Свой рационалистический метод Руссо внес и в работу над «Исповедью», но тут и сказалось принципиальное различие между созданием идеальных литературных образов и воспроизведением действительно бывшего, хотя бы и переработанного воображением. В своих литературных произведениях Руссо создавал идеальные схемы общих идей. В «Исповеди» он поставил себе задачу уникальным образом исследовать уникальное явление, которое именно в этом качестве должно было стать новым эталоном человека. И в «Исповеди» его рационализм обернулся гениальным анализом психической жизни.
Особенно отчетливые формулировки сознательно аналитического отношения к внутренней жизни встречаются в двух позднейших автобиографических произведениях Руссо, которые он считал дополнением к «Исповеди»: в «Диалогах» – «Руссо – судья Жан-Жака» (1772–1776) и в «Прогулках одинокого мечтателя» (1776–1778). Во втором из диалогов Руссо заметил по поводу своего автобиографического героя: «Причин, проистекавших из обстоятельств его жизни, было бы достаточно для того, чтобы побудить его избегать толпы и искать одиночества. Причины естественные, обусловленные его организмом (constitution), сами по себе должны были привести к таким же результатам. Судите сами, – мог ли он, при совместном действии этих различных причин, не стать тем, чем он является сегодня? Чтобы вернее почувствовать эту необходимость, попробуем устранить все внешние обстоятельства, предположив, что нам известен только описанный мною темперамент, и посмотрим, что должно было бы из него проистечь – в существе вымышленном, о котором бы мы больше ничего не знали»[150]. Аналитический подход доведен здесь уже до программы экспериментального исследования человека; конечно, это еще не физиологический эксперимент, но логический.

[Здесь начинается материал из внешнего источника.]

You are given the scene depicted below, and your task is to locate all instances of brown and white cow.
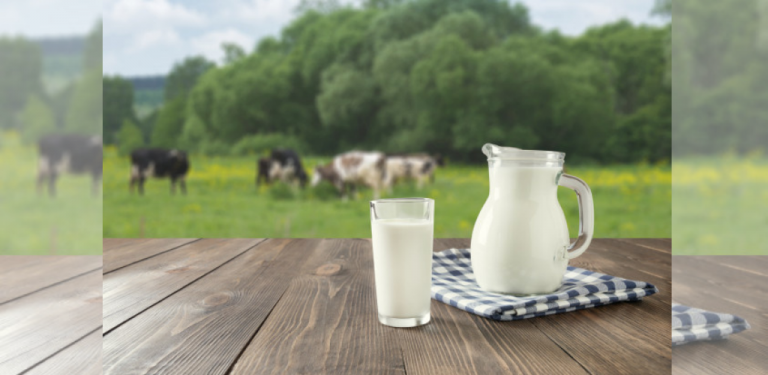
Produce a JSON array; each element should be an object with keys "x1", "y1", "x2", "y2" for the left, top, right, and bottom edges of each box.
[
  {"x1": 384, "y1": 153, "x2": 443, "y2": 190},
  {"x1": 311, "y1": 151, "x2": 387, "y2": 199}
]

В позднее написанных «Прогулках» Руссо тянется уже к эксперименту, подобному естественно-научным: «В известном смысле я произведу на самом себе те опыты, которые физики производят над воздухом, чтобы знать ежедневные изменения в его состоянии. Я приложу к своей душе барометр, и эти опыты, хорошо налаженные и долгое время повторяемые, могут дать мне результаты, столь же надежные, как и у них». Но барометр души – это все же метафора. Практически Руссо должен был пользоваться не естественно-научными, а литературными методами – художественным синтезом и художественным анализом. А художественный анализ разлагает явление и одновременно, на новом обогащенном уровне познания, собирает его в новую целостную структуру. Руссо сам рассказал о той театральности, которую он внес в свою жизнь в 1750-х годах, в апогее славы и успеха. Решив, что «надо согласовать свои поступки со своими принципами», Руссо «усвоил необычное поведение» и в самой жизни разработал образ «дикаря», «медведя», «сурового гражданина». Образ вполне «синтетический», притом однопланный, лишенный диссонирующих признаков, которые могли бы изнутри его разрушить или хотя бы осложнить. Это полемический образ, направленный против ложной цивилизации, осужденной первым трактатом Руссо. Автор трактатов отказался от выгодной должности казначея у откупщика и мецената Франкея. Заодно отказался от одежды привилегированных классов, от белых чулок, часов и шпаги. Руссо объявил, что отныне будет зарабатывать свой хлеб перепиской нот.